I want to go just really quickly to this picture of this student that I had up there at the very beginning. We now know, based on all of this evidence, his name is Brandon [inaudible 01:05:38]. He comes from New York. He calls himself a Black Nigerian American man. On this website, you can go and check it out. You can see how students themselves identify. I gave total range of freedom to these students to identify themselves. Call yourself what you will and let that kind of connect for you and display for you how you connect to your communities. One of the things he was sharing was, although he doesn't have a heritage connection to Latin America and Latin American experience, as a learner of Spanish and someone who connects to multiple communities within and outside of America, he found his experience in the course to help him consider how it is to be, come to be in these liminal spaces with identity.
Just really quickly. Let me just take you to the website so that you can see what that's all about. Hopefully the website will be a source for you to be able to keep the conversation going and get a chance to interact and see what Swarthmore students are doing. I'm just scrolling up here. Again, the students have called this Afro Latinx Podcast TM. Okay, I see you add the slang in there.

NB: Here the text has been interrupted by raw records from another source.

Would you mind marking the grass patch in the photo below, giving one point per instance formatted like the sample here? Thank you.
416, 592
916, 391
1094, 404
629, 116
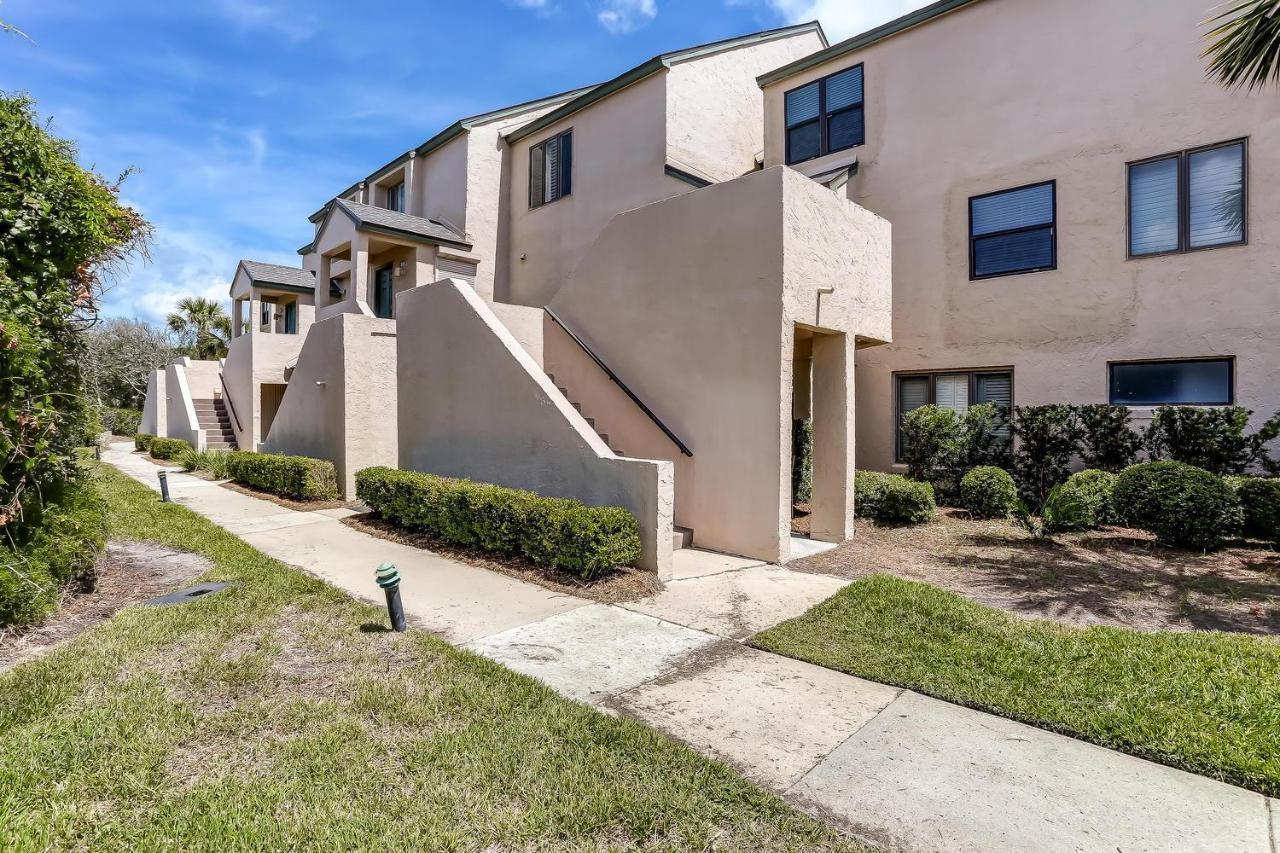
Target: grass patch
277, 715
1206, 702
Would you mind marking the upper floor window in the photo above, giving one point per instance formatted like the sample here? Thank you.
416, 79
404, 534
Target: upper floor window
551, 169
1013, 231
1188, 200
396, 197
1191, 382
826, 115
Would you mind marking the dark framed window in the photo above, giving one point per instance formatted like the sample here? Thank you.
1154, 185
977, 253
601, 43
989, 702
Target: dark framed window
955, 389
1184, 382
551, 169
826, 115
1013, 231
396, 197
1188, 200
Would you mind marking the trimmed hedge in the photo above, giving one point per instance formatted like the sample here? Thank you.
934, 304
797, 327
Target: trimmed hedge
891, 498
1180, 503
168, 448
566, 534
295, 477
58, 551
1260, 502
988, 492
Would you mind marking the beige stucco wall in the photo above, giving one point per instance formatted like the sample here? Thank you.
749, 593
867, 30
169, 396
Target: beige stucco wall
476, 405
1114, 83
341, 400
694, 301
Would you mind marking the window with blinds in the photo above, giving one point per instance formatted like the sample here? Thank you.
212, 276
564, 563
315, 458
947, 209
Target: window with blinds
955, 391
1187, 200
551, 169
1013, 231
826, 115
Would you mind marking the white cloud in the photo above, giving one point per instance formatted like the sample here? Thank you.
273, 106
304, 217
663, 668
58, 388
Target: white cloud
626, 16
844, 18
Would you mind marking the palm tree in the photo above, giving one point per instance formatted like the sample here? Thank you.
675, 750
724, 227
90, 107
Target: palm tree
1244, 44
202, 327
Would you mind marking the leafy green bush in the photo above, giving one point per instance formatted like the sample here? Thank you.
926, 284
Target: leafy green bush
801, 460
552, 532
1260, 503
1180, 503
1109, 443
988, 492
891, 498
58, 548
168, 448
296, 477
120, 422
1048, 438
1214, 439
1096, 491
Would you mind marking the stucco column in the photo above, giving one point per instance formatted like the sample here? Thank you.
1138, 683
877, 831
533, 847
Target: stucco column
832, 519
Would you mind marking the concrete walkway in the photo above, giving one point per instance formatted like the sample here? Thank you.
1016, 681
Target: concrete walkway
888, 765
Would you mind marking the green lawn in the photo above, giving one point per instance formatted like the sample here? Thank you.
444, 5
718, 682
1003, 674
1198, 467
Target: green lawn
1207, 702
277, 716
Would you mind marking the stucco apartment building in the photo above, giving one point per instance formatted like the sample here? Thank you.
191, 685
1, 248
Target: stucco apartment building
626, 293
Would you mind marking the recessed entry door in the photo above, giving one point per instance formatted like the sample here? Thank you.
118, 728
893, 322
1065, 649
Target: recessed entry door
383, 292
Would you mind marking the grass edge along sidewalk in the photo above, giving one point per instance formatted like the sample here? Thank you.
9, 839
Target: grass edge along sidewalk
1206, 702
280, 715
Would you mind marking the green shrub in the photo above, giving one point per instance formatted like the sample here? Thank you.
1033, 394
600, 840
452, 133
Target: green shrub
1260, 503
1214, 439
891, 498
553, 532
988, 492
120, 422
296, 477
168, 448
801, 461
58, 550
1109, 443
1180, 503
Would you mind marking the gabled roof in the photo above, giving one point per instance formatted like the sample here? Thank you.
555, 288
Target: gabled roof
391, 222
455, 131
659, 63
863, 40
289, 277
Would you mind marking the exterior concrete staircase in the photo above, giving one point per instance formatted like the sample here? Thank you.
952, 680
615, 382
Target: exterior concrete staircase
680, 537
216, 423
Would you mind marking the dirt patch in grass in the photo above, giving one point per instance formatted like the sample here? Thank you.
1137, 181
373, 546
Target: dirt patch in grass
127, 573
622, 585
1111, 576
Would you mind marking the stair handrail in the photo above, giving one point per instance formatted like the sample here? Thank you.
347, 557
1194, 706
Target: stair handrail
231, 404
675, 439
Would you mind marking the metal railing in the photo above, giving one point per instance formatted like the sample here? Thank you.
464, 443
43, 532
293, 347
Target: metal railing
621, 384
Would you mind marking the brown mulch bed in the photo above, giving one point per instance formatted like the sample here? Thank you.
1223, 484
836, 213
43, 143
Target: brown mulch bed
1111, 576
127, 573
622, 585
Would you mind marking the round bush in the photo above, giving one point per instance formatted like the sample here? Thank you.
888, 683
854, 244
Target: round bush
891, 498
988, 492
1180, 503
1095, 489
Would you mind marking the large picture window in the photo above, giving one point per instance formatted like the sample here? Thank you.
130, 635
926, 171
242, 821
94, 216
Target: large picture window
1191, 382
1013, 231
1188, 200
826, 115
551, 169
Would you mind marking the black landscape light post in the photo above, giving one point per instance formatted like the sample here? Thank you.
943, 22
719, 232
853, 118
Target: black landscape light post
388, 578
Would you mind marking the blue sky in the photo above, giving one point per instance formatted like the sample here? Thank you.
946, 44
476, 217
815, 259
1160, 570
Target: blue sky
245, 115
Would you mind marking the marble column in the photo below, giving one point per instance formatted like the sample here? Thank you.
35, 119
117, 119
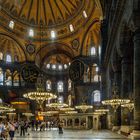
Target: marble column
136, 132
125, 88
117, 113
116, 66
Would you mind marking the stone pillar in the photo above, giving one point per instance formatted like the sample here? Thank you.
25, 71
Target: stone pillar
19, 79
4, 75
125, 88
136, 132
86, 122
73, 123
116, 66
117, 113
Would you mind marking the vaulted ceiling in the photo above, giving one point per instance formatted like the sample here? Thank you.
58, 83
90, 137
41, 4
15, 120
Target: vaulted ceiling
43, 16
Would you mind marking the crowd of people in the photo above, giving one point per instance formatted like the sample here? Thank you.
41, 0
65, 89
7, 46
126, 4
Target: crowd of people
24, 127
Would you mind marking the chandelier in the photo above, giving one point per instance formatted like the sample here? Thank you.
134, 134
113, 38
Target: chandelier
71, 112
83, 107
102, 111
6, 108
57, 105
28, 114
130, 106
67, 109
115, 102
40, 95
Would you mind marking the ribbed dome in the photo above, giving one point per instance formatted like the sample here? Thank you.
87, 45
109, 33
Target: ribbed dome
10, 46
46, 12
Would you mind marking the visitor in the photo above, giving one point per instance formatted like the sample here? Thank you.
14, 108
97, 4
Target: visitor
22, 128
60, 128
11, 127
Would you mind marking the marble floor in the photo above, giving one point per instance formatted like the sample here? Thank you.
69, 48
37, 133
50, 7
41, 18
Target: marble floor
72, 135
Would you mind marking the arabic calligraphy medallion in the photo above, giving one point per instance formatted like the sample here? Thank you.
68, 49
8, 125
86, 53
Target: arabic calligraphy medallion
76, 70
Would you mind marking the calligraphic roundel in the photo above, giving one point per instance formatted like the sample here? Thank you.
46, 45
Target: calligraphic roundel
76, 70
29, 73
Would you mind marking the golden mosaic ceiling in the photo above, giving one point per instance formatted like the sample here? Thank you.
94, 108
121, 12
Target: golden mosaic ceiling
9, 46
43, 16
47, 12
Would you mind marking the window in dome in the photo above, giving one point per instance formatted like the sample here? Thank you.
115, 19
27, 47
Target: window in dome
65, 66
1, 76
92, 51
53, 34
11, 24
1, 56
97, 96
16, 79
16, 58
31, 33
8, 78
48, 66
60, 86
96, 78
69, 85
53, 66
48, 85
60, 99
84, 14
99, 49
97, 69
71, 27
8, 58
60, 67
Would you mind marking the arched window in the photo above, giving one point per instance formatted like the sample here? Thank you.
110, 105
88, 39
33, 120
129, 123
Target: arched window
97, 96
48, 85
1, 76
69, 84
16, 79
8, 58
96, 78
8, 79
16, 58
60, 86
92, 51
60, 99
1, 56
11, 24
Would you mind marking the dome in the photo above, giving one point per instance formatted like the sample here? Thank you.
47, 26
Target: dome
64, 17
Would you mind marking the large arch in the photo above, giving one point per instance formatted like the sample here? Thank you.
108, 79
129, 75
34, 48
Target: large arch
10, 45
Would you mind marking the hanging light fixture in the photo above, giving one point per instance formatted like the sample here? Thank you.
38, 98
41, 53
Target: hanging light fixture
71, 112
84, 107
40, 95
130, 106
5, 107
59, 103
115, 102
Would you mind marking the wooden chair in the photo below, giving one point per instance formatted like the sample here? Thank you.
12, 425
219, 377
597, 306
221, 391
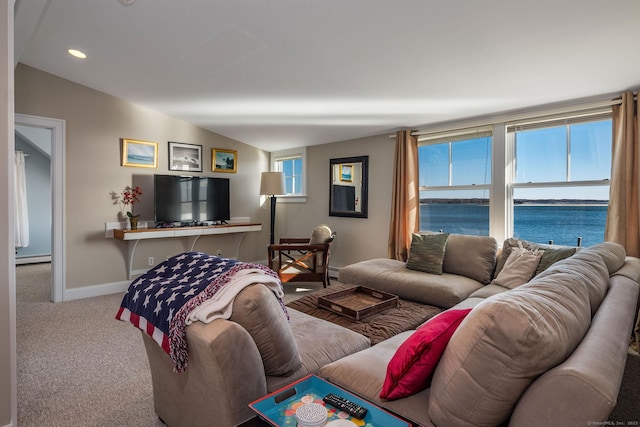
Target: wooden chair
303, 259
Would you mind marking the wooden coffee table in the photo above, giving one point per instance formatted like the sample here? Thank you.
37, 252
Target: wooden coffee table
377, 327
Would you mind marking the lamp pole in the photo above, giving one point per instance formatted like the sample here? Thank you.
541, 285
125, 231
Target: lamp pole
272, 184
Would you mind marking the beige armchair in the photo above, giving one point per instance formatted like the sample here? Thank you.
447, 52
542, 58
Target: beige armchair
236, 361
303, 259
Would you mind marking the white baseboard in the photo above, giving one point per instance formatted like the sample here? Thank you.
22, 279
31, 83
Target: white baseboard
95, 291
33, 259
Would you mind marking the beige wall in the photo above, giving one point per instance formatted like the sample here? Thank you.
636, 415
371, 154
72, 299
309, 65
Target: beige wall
95, 122
8, 392
357, 238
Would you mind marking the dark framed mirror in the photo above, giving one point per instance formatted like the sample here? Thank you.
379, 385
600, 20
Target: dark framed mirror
349, 186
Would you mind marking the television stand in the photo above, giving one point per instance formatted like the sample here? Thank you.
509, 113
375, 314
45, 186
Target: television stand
193, 234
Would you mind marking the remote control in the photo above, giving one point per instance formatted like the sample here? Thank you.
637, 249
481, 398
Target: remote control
345, 405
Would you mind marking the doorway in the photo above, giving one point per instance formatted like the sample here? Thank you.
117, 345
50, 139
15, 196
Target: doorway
56, 128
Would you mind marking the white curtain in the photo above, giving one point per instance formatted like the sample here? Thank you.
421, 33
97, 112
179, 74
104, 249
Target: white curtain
22, 218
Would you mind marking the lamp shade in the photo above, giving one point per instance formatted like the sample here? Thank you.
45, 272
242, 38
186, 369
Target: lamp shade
272, 184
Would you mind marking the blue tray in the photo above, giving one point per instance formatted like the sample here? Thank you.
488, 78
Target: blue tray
279, 408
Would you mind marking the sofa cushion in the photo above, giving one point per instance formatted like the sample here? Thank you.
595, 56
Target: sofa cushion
503, 345
320, 342
411, 367
427, 252
519, 268
470, 256
258, 310
393, 276
590, 267
553, 255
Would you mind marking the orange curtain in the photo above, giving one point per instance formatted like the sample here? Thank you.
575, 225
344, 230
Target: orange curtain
623, 217
405, 204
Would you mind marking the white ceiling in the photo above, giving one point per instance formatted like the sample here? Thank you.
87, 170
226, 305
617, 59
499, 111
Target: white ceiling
278, 74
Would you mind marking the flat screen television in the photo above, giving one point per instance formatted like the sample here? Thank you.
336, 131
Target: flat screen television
190, 200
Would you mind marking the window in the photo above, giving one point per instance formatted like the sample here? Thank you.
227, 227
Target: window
293, 164
546, 180
455, 180
561, 181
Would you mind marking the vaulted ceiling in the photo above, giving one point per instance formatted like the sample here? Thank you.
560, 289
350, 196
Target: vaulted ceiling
286, 73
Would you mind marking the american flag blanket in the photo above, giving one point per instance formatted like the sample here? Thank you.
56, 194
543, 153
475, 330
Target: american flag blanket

You get to the part where you say, "Okay. Yeah. Sure." Because it's important to them. Now, you can listen to the podcast from the students. They're just 20 minutes long. You can also interact and see who the students are. We can go over here to contributors. In just a second, they will see who these students are. Again, this is all content that the students created with some guidance, considering who we imagine as speakers of Spanish and so forth, thinking about the space and the place.
Actually right here, let me just scroll down here. Sorry. You can interact with this content, so you can actually hear the voices of folks from this community. Maybe it'll just give us a little sample right here.
Female Speaker: Foreign Language.
Jamie Thomas: At the same time, you can also hear [crosstalk 01:08:21]
Again, I just want to share this website with you for you to check out anytime, as a way of just extending this conversation we're having. It's clear to me, it's clear to all of us here, I think, that language matters, identity matters. It started off with that question. Really, I think what it boils down to again is how do you perceive your relationship with everybody else? Where do you want to that relationship to go? What role does the college campus play in the end? What role does your enduring identity as a Swarthmorian play in that and the future institution as well?
We all have a role to play and in some ways we all have ways that we can go about learning from each other. I just really appreciate all of you for coming here tonight to hang out with me, and letting me learn from each and every one of you. Thank You.